A sign that points to your self-esteem being low is if you gain a sense of pride from identifying with people, structures, or ideas that you have very little to do with. For example, you might name drop, where you try to look good in the eyes of others by associating yourself with the accomplishments and prestige of this other person. Or you might fanatically root for a sports team, using the adjective ‘we’ when talking about their achievements, living and dying with the results of games you do not take any part in.

Examples of this sort of self-esteem by association are endless, but what they all have in common is that you hitch your wagon to a star that you in reality do not influence at all. You are in no way responsible for successes or failures, yet live vicariously through them. The obvious draw to this strategy for increasing self-esteem is that you don’t have to do any of your own work hard work of self-actualization.
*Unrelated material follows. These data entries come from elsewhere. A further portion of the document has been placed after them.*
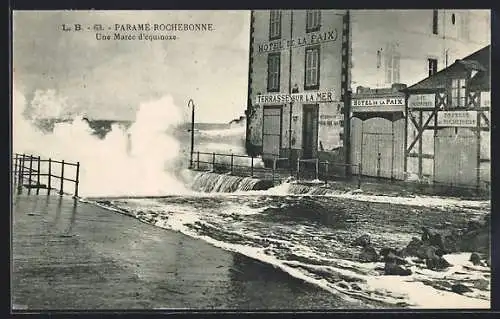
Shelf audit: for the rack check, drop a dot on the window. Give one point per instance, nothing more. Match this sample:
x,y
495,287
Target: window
x,y
458,93
274,24
313,20
464,26
312,68
392,68
434,21
432,66
273,72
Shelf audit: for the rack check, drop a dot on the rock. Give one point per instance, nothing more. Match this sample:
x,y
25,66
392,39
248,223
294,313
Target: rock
x,y
473,225
475,259
363,240
412,247
451,242
343,285
386,250
482,284
477,241
486,220
368,254
392,269
356,287
391,257
460,289
437,263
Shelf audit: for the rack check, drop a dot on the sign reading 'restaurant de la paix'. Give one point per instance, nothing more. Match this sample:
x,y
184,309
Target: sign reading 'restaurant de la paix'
x,y
379,101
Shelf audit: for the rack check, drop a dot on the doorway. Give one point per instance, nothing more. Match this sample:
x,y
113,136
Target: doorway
x,y
310,131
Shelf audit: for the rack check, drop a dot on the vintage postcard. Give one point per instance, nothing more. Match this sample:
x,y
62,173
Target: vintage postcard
x,y
251,160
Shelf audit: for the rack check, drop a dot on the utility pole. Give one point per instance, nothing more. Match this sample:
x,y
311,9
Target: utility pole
x,y
191,104
347,96
290,92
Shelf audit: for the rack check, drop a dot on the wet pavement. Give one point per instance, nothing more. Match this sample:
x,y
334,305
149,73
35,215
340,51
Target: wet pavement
x,y
73,255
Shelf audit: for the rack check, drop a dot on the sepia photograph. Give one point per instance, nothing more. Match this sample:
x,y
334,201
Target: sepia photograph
x,y
248,160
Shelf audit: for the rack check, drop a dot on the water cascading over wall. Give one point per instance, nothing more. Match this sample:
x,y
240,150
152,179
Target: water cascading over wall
x,y
222,183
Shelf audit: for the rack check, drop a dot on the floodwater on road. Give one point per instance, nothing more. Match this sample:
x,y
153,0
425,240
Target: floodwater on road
x,y
310,237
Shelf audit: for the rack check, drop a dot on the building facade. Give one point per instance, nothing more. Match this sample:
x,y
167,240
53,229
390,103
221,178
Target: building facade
x,y
448,124
303,63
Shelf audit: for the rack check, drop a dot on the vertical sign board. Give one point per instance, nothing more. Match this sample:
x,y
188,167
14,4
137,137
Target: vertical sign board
x,y
486,99
329,127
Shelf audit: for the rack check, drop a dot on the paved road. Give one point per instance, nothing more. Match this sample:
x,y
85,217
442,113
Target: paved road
x,y
73,255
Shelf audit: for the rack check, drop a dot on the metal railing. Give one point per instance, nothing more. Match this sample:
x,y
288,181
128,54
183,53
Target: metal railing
x,y
237,164
28,172
244,165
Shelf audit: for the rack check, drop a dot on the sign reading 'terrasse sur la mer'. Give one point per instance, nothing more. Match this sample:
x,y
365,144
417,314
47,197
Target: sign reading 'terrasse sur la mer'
x,y
457,118
309,39
486,99
305,97
420,101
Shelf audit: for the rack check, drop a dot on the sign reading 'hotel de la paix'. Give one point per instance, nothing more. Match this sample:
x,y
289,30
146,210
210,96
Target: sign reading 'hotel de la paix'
x,y
309,39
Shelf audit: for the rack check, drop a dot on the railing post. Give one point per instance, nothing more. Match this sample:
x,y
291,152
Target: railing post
x,y
317,168
326,172
378,165
49,186
21,171
360,172
16,165
232,160
77,179
38,172
30,172
274,167
251,167
298,168
61,188
38,177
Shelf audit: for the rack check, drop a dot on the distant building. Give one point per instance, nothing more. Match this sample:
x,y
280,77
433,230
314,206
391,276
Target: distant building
x,y
307,60
449,121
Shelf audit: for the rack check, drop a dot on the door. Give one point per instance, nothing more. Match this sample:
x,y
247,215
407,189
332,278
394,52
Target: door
x,y
310,131
271,132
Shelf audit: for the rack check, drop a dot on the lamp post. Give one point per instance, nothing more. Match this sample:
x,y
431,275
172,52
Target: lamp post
x,y
191,104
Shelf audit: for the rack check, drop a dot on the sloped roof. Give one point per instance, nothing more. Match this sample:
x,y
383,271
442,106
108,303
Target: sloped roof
x,y
478,61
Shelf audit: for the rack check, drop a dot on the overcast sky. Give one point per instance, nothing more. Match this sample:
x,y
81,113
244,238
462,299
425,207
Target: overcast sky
x,y
110,78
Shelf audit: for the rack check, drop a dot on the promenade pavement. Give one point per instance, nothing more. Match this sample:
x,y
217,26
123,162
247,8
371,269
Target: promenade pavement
x,y
72,255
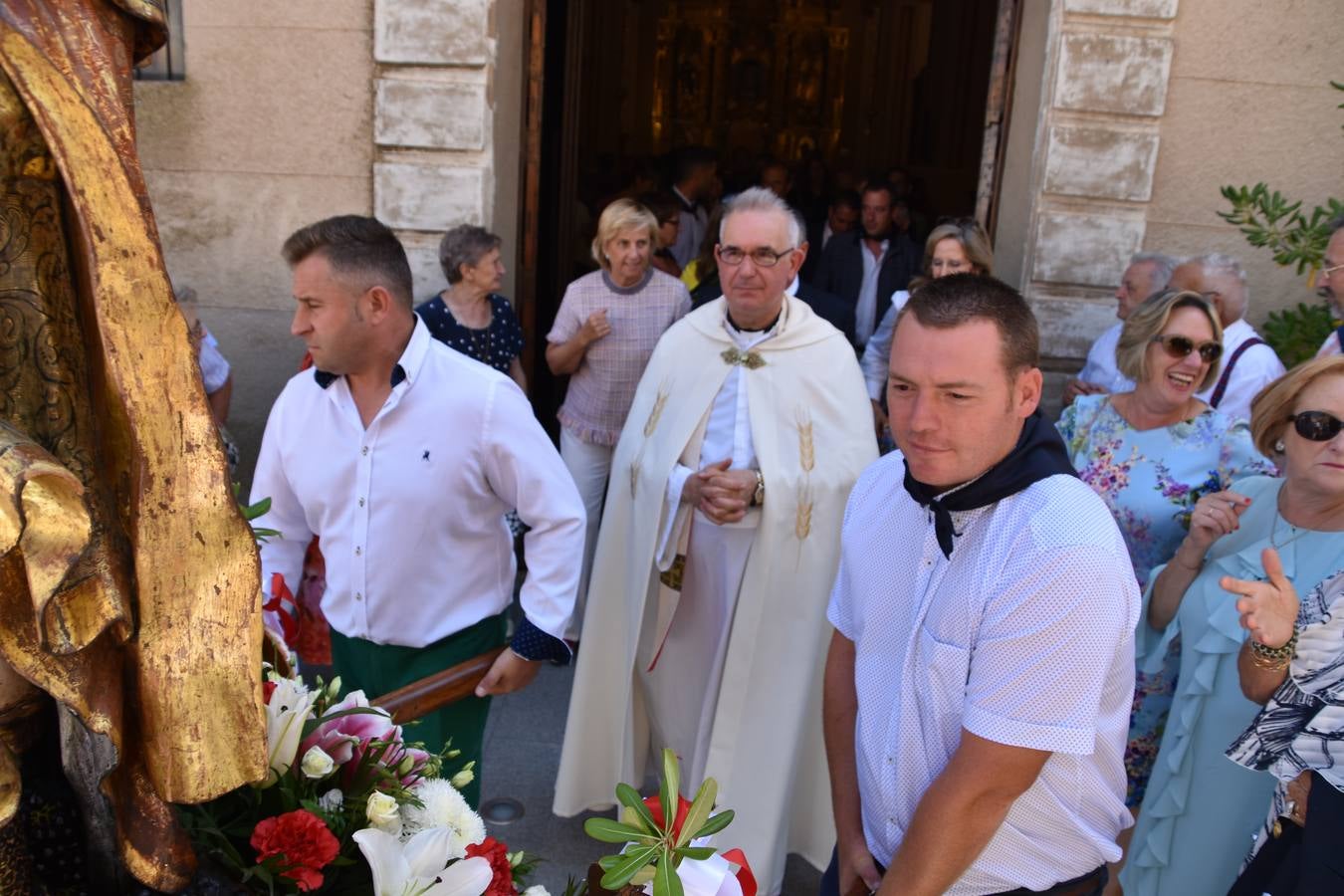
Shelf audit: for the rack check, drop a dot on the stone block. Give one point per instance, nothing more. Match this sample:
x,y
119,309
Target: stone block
x,y
429,114
1102,162
1085,249
433,198
1112,73
1135,8
432,33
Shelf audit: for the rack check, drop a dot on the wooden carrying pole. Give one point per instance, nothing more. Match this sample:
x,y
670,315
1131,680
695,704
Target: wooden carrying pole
x,y
437,691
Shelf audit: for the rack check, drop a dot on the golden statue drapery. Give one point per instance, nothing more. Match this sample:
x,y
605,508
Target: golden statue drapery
x,y
127,577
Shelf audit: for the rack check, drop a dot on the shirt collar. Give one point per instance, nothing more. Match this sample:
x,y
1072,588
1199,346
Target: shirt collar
x,y
407,365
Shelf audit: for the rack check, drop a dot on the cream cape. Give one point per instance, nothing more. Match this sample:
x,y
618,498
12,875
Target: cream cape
x,y
812,429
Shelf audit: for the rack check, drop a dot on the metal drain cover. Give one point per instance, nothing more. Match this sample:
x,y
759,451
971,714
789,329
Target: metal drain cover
x,y
502,810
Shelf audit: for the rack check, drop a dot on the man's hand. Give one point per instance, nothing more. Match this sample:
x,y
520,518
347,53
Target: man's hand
x,y
726,495
879,418
1075,387
507,675
594,327
857,869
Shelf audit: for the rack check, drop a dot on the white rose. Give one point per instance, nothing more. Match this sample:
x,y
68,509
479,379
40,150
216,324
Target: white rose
x,y
316,764
383,813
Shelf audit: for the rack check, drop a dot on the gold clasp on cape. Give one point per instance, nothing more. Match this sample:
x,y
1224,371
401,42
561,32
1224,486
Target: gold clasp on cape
x,y
750,360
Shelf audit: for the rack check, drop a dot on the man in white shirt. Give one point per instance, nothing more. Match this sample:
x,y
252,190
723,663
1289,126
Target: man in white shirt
x,y
1147,274
1248,362
980,677
403,457
718,550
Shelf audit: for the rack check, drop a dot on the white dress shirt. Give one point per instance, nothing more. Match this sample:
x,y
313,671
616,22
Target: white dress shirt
x,y
1024,637
411,510
1099,368
876,353
1254,369
866,307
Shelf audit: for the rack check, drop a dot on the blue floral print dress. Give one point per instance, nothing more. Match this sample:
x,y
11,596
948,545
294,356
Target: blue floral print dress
x,y
1151,481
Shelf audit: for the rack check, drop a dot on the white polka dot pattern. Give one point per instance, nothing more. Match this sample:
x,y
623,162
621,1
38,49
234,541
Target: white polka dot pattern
x,y
1023,637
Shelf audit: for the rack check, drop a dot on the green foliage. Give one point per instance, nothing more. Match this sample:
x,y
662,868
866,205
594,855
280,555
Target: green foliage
x,y
1297,334
655,844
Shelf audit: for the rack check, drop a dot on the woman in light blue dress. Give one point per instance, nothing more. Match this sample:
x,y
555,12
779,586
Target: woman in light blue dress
x,y
1151,454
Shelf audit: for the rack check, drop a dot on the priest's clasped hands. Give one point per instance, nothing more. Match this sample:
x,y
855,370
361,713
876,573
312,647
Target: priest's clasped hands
x,y
721,493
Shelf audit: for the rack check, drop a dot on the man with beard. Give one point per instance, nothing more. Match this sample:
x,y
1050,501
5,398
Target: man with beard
x,y
867,266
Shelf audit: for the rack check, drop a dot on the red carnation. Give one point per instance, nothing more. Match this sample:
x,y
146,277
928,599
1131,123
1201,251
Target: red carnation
x,y
303,844
502,883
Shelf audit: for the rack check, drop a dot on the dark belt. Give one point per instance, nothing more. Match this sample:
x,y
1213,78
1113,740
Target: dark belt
x,y
1085,885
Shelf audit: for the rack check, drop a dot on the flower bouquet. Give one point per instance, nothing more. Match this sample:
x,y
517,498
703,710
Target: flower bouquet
x,y
667,842
349,806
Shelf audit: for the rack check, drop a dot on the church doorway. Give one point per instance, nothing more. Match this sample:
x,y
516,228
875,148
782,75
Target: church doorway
x,y
839,91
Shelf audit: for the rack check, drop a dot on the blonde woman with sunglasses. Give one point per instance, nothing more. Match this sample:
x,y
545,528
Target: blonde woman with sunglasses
x,y
1151,454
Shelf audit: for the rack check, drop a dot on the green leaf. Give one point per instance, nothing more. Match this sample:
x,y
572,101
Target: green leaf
x,y
626,868
715,823
669,788
665,880
630,798
701,808
613,831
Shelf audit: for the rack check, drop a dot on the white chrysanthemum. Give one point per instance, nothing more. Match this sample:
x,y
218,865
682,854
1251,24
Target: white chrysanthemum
x,y
444,807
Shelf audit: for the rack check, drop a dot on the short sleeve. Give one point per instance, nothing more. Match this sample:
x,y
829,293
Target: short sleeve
x,y
1047,648
566,320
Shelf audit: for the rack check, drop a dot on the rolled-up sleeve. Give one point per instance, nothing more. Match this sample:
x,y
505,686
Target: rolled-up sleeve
x,y
1045,649
526,472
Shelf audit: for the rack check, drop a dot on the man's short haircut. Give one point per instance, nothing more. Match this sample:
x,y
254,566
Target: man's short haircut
x,y
360,249
763,199
961,299
1220,264
847,199
1148,320
1163,268
687,160
464,245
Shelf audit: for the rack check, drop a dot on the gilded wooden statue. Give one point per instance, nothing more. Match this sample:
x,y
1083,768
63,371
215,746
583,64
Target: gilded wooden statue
x,y
127,577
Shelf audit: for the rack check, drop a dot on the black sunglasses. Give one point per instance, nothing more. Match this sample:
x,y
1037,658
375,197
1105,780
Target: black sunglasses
x,y
1183,345
1316,426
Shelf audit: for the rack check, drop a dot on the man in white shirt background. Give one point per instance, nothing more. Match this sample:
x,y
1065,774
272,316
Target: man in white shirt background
x,y
1147,274
980,677
1248,362
403,457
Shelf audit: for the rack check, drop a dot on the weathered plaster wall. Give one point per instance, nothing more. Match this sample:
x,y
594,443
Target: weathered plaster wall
x,y
271,130
1143,111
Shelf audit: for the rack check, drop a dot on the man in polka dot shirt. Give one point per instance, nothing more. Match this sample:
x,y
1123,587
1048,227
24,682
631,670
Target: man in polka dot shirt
x,y
979,680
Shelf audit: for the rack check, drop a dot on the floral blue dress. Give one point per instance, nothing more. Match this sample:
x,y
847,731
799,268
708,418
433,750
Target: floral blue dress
x,y
1151,481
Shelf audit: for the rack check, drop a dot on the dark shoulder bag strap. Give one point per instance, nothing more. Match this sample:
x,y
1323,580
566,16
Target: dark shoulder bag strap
x,y
1217,398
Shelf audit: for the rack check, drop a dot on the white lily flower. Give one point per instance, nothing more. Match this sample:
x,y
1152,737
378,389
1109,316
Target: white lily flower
x,y
419,866
287,711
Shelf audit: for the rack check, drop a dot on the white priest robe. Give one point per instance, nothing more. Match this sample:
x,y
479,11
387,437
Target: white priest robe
x,y
810,435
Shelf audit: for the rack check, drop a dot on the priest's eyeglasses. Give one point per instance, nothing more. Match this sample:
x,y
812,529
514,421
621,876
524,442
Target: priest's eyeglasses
x,y
761,257
1182,345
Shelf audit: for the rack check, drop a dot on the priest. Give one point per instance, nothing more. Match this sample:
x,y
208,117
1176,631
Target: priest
x,y
717,554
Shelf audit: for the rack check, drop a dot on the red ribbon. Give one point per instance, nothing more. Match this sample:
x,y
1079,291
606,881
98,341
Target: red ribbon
x,y
746,880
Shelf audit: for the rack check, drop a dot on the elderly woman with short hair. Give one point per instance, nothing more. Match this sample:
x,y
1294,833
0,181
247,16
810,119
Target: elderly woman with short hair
x,y
471,316
602,337
1151,454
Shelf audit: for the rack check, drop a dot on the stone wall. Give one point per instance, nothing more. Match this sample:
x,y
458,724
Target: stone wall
x,y
1128,117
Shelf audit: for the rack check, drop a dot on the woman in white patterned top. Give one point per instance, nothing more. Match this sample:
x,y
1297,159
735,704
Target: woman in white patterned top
x,y
603,334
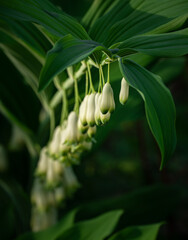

Even if you have no real talents or skills of your own you can just align yourself with people or structures who do and at least at a superficial level you feel you do too.

Obviously this is a really bad strategy for long term self-esteem though, which should be pretty obvious from the fact that there is no ‘self’ in any entity external to you. The only way to authentically increase self-esteem is by developing your abilities from within, increasing your own sense of power and efficacy. When you try to take them from without you are always in a precarious position because you have no ability to influence events. All you can do is stand by and hope for the best. If external variables change your flimsy self-esteem changes right along with them.

A predictable response to the philosophical attitude that self-esteem needs to be generated individually from within is that we all need to identify with and believe in something bigger than ourselves, like God or a country. From a humanistic standpoint this is not true and the way for every person to find meaning is to develop his or her own powers as fully as possible over the lifespan, but even if we agree that identifying with something bigger than ourselves is healthy, the point of this article is that the identification is fraudulent when you aren’t taking an active role in the process. You are just a spectator, an observer, a ghost, and your presence or absence would have little or no effect on the situation.

The only lasting way to increase and maintain self-esteem is to start from within rather than from without, having the courage to unfold your own gifts, risking personal failure and disappointment along the way. Self-esteem derived from your individual human powers can’t be taken from you because it is uniquely yours.